There are several methods that can be used to reduce cogging. One of the most common is to skew the positions of the magnets. This lessens the change in magnitude of the attractive forces as the primary moves across the magnets of the secondary. Skewing the slots in the laminations produces similar results, as does changing the shape of the magnets. But all three of these methods weaken the cogging forces by misaligning the laminations and magnets, which reduces the motor’s force production and efficiency.
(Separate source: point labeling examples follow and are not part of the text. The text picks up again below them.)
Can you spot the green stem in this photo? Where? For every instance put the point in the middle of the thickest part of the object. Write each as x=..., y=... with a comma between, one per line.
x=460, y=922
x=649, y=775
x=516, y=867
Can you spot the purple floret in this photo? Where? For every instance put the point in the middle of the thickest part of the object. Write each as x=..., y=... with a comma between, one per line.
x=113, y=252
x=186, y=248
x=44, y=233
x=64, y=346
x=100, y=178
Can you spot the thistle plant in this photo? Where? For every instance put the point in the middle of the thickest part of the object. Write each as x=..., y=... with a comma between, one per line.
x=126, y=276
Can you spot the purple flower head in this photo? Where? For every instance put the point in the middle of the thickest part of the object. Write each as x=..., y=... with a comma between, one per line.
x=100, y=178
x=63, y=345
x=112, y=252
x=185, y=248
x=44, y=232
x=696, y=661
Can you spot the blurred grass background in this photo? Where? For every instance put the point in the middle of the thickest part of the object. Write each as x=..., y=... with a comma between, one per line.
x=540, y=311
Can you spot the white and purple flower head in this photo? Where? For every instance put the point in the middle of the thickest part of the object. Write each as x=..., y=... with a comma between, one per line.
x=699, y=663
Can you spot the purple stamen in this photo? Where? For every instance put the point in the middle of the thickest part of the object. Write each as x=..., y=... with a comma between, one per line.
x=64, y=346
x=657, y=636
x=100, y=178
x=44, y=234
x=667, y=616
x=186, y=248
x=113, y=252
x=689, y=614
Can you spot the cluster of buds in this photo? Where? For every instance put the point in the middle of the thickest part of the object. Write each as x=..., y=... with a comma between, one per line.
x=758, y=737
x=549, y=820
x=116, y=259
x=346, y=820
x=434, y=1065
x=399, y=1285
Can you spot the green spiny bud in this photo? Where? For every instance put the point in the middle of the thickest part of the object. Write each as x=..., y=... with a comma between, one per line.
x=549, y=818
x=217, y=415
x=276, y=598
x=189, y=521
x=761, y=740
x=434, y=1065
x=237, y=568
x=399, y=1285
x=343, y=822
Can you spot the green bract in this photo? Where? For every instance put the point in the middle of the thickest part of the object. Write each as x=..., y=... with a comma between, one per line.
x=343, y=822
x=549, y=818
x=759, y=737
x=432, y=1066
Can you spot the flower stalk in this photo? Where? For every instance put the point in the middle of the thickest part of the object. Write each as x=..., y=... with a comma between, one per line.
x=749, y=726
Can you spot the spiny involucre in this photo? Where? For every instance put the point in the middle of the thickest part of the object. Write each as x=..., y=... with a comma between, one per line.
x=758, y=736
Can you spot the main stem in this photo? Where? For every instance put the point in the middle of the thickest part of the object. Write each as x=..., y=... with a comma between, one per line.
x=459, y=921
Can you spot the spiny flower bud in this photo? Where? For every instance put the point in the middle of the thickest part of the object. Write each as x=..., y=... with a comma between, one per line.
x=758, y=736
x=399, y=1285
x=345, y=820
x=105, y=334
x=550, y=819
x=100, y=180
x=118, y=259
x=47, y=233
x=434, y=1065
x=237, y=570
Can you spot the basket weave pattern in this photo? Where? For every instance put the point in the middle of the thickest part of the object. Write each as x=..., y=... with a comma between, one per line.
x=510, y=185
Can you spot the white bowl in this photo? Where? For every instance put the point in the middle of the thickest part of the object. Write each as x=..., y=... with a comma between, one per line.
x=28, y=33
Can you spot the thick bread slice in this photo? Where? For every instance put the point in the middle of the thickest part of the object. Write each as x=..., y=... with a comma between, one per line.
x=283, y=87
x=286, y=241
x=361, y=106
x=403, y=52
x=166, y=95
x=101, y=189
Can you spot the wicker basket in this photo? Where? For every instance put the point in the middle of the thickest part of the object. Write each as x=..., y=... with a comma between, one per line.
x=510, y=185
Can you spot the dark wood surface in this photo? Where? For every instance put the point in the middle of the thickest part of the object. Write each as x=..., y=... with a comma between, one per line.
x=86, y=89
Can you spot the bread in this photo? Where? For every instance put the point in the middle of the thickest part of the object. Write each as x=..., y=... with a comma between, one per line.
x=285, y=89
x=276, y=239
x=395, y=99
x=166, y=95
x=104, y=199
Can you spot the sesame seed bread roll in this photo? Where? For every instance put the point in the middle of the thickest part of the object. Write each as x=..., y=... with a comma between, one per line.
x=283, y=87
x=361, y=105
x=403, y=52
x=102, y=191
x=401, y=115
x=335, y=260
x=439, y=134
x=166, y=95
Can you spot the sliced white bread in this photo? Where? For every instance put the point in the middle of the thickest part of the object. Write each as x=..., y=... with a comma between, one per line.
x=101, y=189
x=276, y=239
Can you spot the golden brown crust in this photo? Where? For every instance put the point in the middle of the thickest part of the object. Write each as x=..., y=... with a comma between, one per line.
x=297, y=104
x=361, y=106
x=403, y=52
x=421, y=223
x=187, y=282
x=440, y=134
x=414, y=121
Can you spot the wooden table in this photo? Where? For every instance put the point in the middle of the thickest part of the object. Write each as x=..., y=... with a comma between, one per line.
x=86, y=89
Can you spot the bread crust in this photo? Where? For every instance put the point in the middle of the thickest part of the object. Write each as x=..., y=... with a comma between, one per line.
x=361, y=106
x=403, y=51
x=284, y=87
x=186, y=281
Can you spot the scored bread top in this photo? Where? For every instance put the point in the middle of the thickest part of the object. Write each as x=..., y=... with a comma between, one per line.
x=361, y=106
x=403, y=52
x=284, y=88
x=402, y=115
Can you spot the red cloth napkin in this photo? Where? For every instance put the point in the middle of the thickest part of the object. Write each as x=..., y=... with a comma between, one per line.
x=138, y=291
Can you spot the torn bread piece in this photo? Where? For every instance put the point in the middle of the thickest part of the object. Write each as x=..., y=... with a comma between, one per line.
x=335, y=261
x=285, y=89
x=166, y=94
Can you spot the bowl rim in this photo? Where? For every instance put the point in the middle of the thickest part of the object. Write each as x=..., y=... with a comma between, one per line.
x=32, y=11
Another approach to the problem of cogging in iron core motors relies on destructive interference. This method uses a winding method referred to as fractional winding, in which there are more lamination teeth in the primary than there are magnets in the secondary. This design cancels out the cogging forces caused by the “inner” teeth of the lamination. The forces from the outermost teeth are then eliminated by a special assembly that effectively adds a triangular component to each end of the lamination (making its shape a parallelogram rather than a rectangle). This “anti-cog assembly” produces a cogging force that is equal but opposite to that of the lamination and cancels out the cogging forces that remain due to the outermost teeth of the lamination.

In addition to these mechanical solutions, many servo drives and controllers include algorithms that can compensate for cogging forces. This is done by adjusting current to the motor in order to minimize variations in force and velocity. Anti-cogging algorithms can help iron core motors achieve motion that rivals ironless versions in smoothness and consistency.